監督:山田典吾 主演:三國連太郎、左幸子、佐藤健太、石松宏和、牧伸二


日本の8月は戦争映画を語る季節でもある。これはなんとしても続けなくてはならない。そうしないと日本は、また同じ道をたどっていくと思うからである。今年は原発事故報道を見て、特にそう思う年である。まず、世界的にも有名になった中沢啓二のマンガの映画化である。映画としては3作作られ、これはその一作目。非国民と呼ばれる父を持つゲンが強く生きていく姿と原爆の日の惨状、そして戦後のスタートまでを描いている。監督はうまく撮ろうというより、誰にでもわかりやすく原爆や戦争の悲惨な状況を伝えようと映画にとりくんでいる感じである。ラストの夕景には、さまざまな思いがこめられているようだ。


ゲン(佐藤)はいつも弟の進二(石松)と街を駆けて遊んでいる。父(三國)は戦争反対で竹やり訓練もちゃかすような人で、ゲンたちは非国民の子と呼ばれ喧嘩が絶えなかった。学校では戦争で死んではいけない旨の作文を書き起たされるゲン。姉(岩原千寿子)は泥棒よばわりされ教師に裸にされる。家でアメリカが悪い奴というと父は「世の中でいいも悪いもない。だまされるな」というのだった。そんな父が警察にひっぱられ拷問をうける。

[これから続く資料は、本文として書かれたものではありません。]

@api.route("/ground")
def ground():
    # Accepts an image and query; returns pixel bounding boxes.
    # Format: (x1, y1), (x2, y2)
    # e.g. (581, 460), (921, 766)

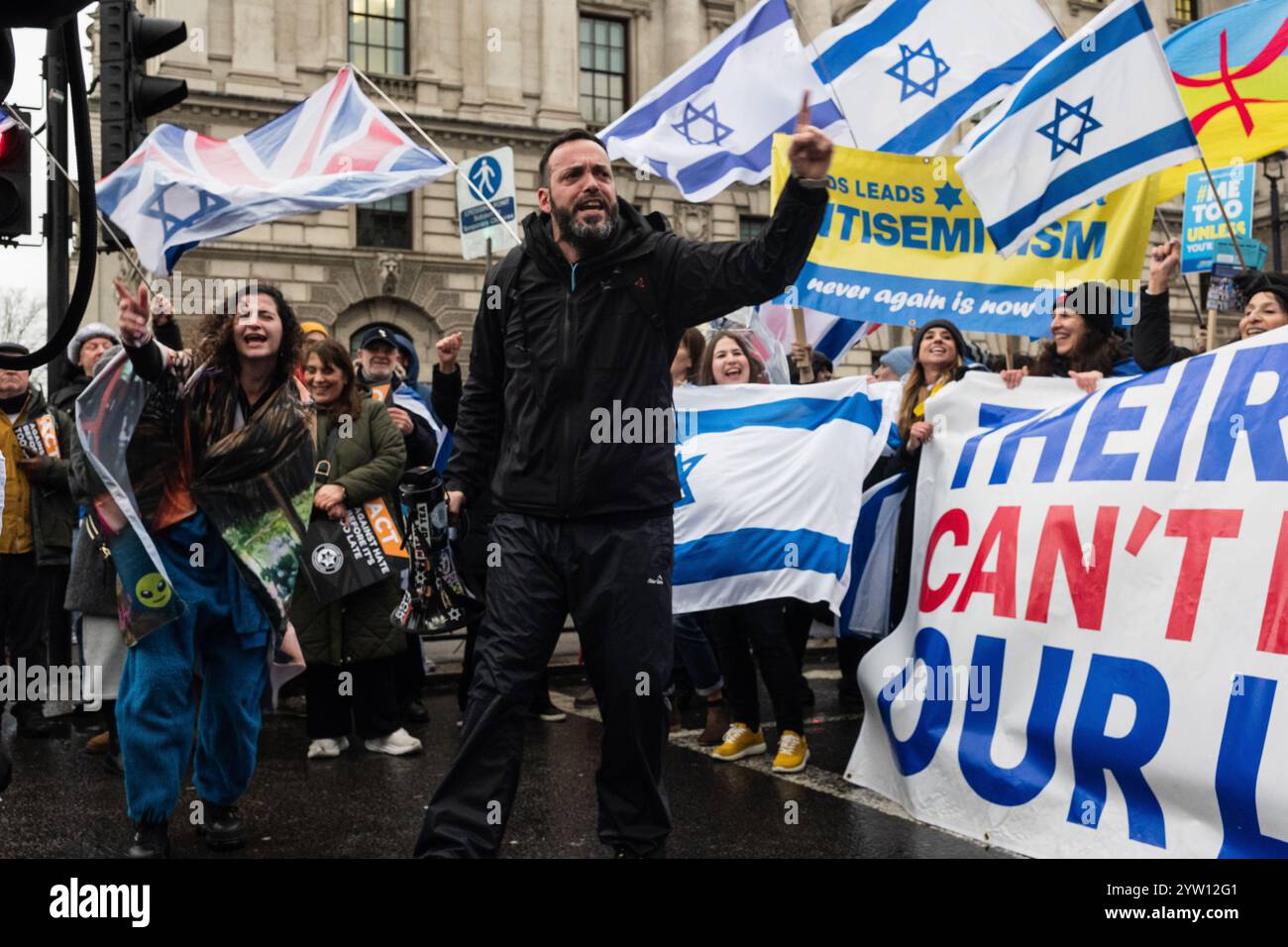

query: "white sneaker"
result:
(309, 737), (349, 760)
(364, 727), (421, 756)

近所の人が訴えたのだ。父は我慢した。しかし、家に戻ると母(左)が米がない。ゲンたちはイナゴを食おうといいだす。そんな中、近くの朝鮮人が米をわけてくれる。ゲンたちはそんな生活と自分たちの欲望の仲でたくましく生きていく。進二が模型の軍艦がほしいといえば、近くのガラス屋(牧)の息子のかたみを売ってと頼む。断られるが、ガラス屋が傷痍軍人で困ってるのを知り、近所のガラスを割って助けてあげたりする。そんな中、ゲンの兄が予科練に志願するという。父は反対するが、兄はゲンに「おまえたちが非国民と呼ばれないようにしてやる」というのだ。そして、8月6日がくる。学校の前で被爆するゲンは家にかける。そこでは父、進二、姉が家につぶされていた。火の手が来て、母と逃げるゲン。そこで母が産気づく、ゲンの頑張りで女の子を出産するのだった。


元がマンガなので、複雑な話ではない。その時代のその事象がわかればいいという感じだ。そんな

中で三國連太郎の非国民の父はなかなか存在感がある。彼の凄みが、意思をまげない男の役にぴったりである。もちろんゲンの存在感も重要だが、その家庭環境をしっかり描くことが大事な映画なのだ。

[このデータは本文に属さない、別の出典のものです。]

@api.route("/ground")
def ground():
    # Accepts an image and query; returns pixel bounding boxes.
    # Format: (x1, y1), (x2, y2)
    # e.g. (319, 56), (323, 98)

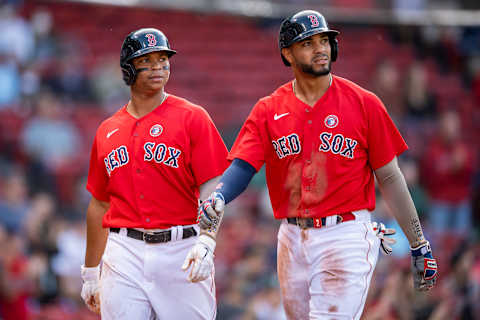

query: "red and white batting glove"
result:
(182, 234), (216, 282)
(410, 240), (438, 291)
(80, 265), (100, 314)
(197, 192), (225, 231)
(372, 221), (397, 255)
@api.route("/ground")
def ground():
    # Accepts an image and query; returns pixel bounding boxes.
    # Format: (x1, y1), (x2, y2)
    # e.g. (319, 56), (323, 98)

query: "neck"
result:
(127, 89), (167, 119)
(293, 73), (332, 107)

そういう意味で、母役の左や、一緒に住む3人の子供たちのチームワークが実に気持ちいい映画だ。姉役の岩原は裸にされるシーンなどもあるが、家族の花として可憐である。そして弟はゲンを尊敬して生きていく感じがいい。そして主人公ゲンがこの映画の存在感を決めたと言っていいだろう。


ゲンは大人と対峙しても物おじしない子である。それをしっかりとできる子はなかなかいないということだ。浪花節も歌わなければいけないし、ワルガキぶりというのも、なかなか誰でもできるものではない。そんな中で主演の佐藤はなかなかの好演である。マンガの中からとびだしてきたような感じは愛くるしいといっていい。


ただ、やはり子供向けに描かれ、映画もそういう観客を狙っているとおもわれ、警察の拷問シーンや朝鮮人への差別などの描き方はソフトな感じだ。このあたりが日本映画らしい。まあ、大人の気持ちをそこに投影してしまっても意味がないといえばそうなのだが・・・。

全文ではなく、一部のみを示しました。